WASHINGTON (CN) — The Supreme Court announced Friday it would no longer be consolidating two challenges to affirmative action set to be a blockbuster case next term. The justices will instead hear the challenges separately.
The change is presumably so that the court’s newest member can participate in one of the cases. Justice Ketanji Brown Jackson has longstanding ties to Harvard University — one of the colleges at the center of the dispute. Friday’s announcement said Jackson was not involved in the consideration of the Harvard case but did not exclude her from the North Carolina challenge.
Jackson’s potential recusal in one of the leading cases in the term garnered attention during her confirmation hearings. She not only attended Harvard for undergrad and law school, but has also served on the university’s Board of Overseers since 2016. It was not clear that Jackson would have had any direct influence over affirmative action policies during her tenure but some experts had said it was easy to assume she could have at some influence at some point. Jackson indicated she would recuse during her Senate confirmation hearings.

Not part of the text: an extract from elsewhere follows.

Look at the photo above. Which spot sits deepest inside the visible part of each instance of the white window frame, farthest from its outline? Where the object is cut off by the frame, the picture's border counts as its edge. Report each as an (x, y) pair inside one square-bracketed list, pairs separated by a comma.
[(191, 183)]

The court agreed to hear the challenges to the consideration of race in higher education admissions in January. The case against Harvard claims the university’s affirmative action policies discriminated against Asian American students. At the University of North Carolina — the case Jackson will sit for — students claim policies discriminated against Asian American and white students by favoring Black, Hispanic and Native American students' applications.
While the high court upheld the policies as recently as 2016, the cases give the conservative supermajority a chance to relook at the programs with the possibility of rolling them back.